Now that we spend so much of our days on Zoom, I think we can all be adult enough to admit: We’ve all side-chatted, saying one thing to the camera, and another on the side. Maybe it was a joke over Gchat at a coworker’s expense. Maybe it was just multitasking some emails. Maybe it was entering a password into another site.

It’s a relatively innocuous behavior, but it could come back to bite us. Researchers from the University of Texas at San Antonio and the University of Oklahoma have demonstrated something terrifying: They can read what people are typing during video calls on Zoom, Skype, and Google Hangouts with up to 93% accuracy. What are they analyzing to do so? Not your hands, but your shoulders.

“From a high-level perspective, this is a concern, which obviously has been overlooked for a while,” says University of Texas assistant professor of computer science Murtuza Jadliwala, who led the research, examining what could happen if your video meeting were hacked. “And actually, to be really frank, we didn’t start this work for COVID-19. This took a year. . . . But we started realizing in COVID-19, when everything [is in video chat], the importance of such an attack is amplified.”

As Jadliwala explains, the core problem is that our face-to-face video streams are presented in high fidelity, and their pixels convey more information than we realize. Without using any special machine learning or artificial intelligence techniques, Jadliwala’s team figured out how to read the subtle pixel shifts around someone’s shoulders to make out their basic cardinal movements: north, south, east, and west.

Applied to a keyboard, these four directions actually mean a lot. If you are typing “cat,” you start with the C, move west to the A, then back east to the T. Once researchers figured out how to read these directions through shoulder movements, they were able to create software that could cross-reference them with what they call “word profiles” built with an English dictionary, which turned the maze of directions into meaningful words.

The way a hack of this type would work is pretty simple. Anyone with access to your video feed could record it—whether that’s a nefarious stranger who broke into your feed, or someone you know who is part of your meeting.

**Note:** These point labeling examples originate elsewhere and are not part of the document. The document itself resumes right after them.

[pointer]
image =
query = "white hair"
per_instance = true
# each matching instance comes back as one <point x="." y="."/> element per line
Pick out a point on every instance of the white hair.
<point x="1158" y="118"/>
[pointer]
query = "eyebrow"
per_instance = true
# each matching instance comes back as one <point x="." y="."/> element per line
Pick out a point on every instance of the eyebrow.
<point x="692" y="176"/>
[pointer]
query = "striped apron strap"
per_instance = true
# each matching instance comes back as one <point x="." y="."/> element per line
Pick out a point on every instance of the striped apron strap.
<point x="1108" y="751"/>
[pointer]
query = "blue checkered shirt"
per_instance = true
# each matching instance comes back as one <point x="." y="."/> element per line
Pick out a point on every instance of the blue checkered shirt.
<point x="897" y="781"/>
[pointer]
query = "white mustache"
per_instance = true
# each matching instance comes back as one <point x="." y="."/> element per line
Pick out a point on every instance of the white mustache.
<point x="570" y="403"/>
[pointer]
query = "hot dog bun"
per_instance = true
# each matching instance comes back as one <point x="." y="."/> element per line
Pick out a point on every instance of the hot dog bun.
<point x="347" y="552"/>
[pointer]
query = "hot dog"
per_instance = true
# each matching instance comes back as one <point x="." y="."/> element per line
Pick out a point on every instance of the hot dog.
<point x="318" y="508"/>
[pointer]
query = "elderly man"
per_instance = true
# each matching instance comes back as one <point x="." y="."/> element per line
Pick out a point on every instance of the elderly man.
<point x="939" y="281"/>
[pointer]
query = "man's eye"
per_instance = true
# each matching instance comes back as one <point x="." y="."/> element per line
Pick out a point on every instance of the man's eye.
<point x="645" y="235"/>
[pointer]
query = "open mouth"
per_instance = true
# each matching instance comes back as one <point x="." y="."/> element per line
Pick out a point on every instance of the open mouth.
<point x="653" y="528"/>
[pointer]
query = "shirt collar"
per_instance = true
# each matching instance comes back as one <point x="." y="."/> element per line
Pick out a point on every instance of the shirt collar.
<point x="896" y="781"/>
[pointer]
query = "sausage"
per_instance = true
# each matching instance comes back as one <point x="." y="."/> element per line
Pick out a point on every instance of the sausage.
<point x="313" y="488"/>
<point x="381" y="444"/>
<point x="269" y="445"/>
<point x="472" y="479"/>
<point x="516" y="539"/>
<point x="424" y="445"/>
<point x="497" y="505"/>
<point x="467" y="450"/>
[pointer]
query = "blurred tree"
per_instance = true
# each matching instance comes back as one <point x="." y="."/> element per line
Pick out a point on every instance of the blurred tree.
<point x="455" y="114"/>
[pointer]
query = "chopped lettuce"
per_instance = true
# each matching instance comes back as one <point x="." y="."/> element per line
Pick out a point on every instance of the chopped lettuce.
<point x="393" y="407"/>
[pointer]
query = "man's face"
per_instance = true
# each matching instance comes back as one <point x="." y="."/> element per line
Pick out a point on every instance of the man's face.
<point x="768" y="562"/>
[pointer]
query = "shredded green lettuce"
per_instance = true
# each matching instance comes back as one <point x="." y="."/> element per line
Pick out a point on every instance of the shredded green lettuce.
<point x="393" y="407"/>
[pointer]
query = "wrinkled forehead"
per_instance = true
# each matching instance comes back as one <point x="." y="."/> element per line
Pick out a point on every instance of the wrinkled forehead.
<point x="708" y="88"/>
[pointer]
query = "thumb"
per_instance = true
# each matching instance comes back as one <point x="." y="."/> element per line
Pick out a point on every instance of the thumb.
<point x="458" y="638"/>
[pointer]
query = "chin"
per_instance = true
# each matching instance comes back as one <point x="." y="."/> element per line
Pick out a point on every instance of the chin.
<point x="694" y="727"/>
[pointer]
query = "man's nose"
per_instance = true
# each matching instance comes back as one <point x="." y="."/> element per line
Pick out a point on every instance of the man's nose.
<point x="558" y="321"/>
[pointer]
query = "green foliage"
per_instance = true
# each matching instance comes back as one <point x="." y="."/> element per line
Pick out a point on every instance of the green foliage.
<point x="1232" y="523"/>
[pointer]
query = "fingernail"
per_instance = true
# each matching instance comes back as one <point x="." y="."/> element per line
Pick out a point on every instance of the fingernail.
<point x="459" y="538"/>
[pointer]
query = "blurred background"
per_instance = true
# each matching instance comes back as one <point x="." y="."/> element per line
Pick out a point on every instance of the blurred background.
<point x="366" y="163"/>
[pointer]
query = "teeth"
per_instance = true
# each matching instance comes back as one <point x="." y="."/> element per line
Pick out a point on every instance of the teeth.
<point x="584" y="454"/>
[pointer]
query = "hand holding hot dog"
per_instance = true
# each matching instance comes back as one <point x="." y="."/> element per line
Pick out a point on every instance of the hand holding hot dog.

Then they would send that recorded video feed through software, which would analyze when you were typing, and what that typing contains.

In a lab setting, with a certain chair, keyboard, and webcam—while testing a limited pool of words—the average accuracy of the software was 75%. When the team tested subjects working from home in uncontrolled setups (they were asked to visit any websites, write emails, and enter their passwords), accuracy dropped significantly. The team was able to reverse-engineer 66% of the websites visited, but only 21% of random English words, and about 18% of the passwords typed. The reason for this diminished accuracy was that the model makes inferences based on the context of sentences, so it has a tougher time with random words. Passwords, meanwhile, often aren’t in the dictionary at all, so it’s harder for the software to figure them out simply by cross-referencing the English language. Accuracy dropping outside a lab setting were less about lighting or camera quality than some intricacies of the software itself.